Skip to main content
Early Salvador Dali Painting Rechristened by Texas Museum
08February
News

Early Salvador Dali Painting Rechristened by Texas Museum

By Alanna Martinez

 

Salvador Dalí, L’Homme Possion, (1930). (Photo: Meadows Museum)A painting by Salvador Dalí acquired by a museum in Dallas has been rechristened after research revealed its original title had been changed in the years since its creation.

 

L’Homme Poisson, which until recently was known as originally La Femme Poisson, was bought by Southern Methodist University’s Meadows Museum in 2014 through a private sale with Sotheby’s. After the purchase, the museum placed the work under the microscope with the hope of discovering what secrets it might reveal.

 

“[The name change] probably happened after it was [first] shown in the U.S.,” Meadows director Mark Roglán told the Observer. “It was something that needed to be clarified.”

 

The small painting is historically significant for being one of ten works featured by the artist in the very first exhibition of Surrealism in the U.S., held at Hartford’s Wadsworth Atheneum in 1931. Another painting shown in the Wadsworth’s exhibition was The Persistence of Memory, perhaps Dalí’s most famous and influential work for its depictions of melting clocks hanging from a tree.

 

L’Homme Poisson, however, features numerous visual references the artist’s wife, manager and muse Gala (Helena Deluvina Diakonoff), including an inscription dedicating the work to his “little olive,” a nickname he gave her for her olive complexion.
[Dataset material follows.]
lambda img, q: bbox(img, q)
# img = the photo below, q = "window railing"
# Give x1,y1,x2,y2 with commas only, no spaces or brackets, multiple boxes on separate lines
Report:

The painting was created shortly after he met her in 1929.

 

Mr. Roglán said that the first clue to Meadows staffers that Dali’s original title had been changed came during a 2015 lecture at the museum by William Jeffett, chief curator of the Salvador Dalí Museum in St. Petersburg, Florida. While speaking about the artist’s small-format paintings from the 1930s, Mr. Jeffett cited a review of the Wadsworth’s Surrealism show from the Hartford Courant which referred to the painting as L’Homme Poisson.

 

The museum followed up on Mr. Jeffett’s tip and sent the painting to the Kimbell Art Museum’s chief conservator in Fort Worth for infrared analysis and x-ray scanning.

 

“The underdrawing came alive,” Mr. Roglán said. “There is so much draftsmanship under the painting. It his creative process and how he made a composition work—he was making changes as he was painting.”

 

Under Dalí’s crisp and fluid brushstrokes, infrared scans revealed two additional, incomplete figures as well as a tree in the background that didn’t make the final cut. The findings provide new insight into the sparse and seemingly simple but strange compositions for which the artist is now famous.

 

The Meadows Museum is presenting L’Homme Poisson for the first time since its purchase (and name change) alongside the findings from the Kimbell Museum’s research in the exhibition “Salvador Dalí, An Early Surrealist Masterpiece,” on view through June 19. The show will also feature several of the artist’s works on paper, including prints and illustrated books already part of the museum’s collections.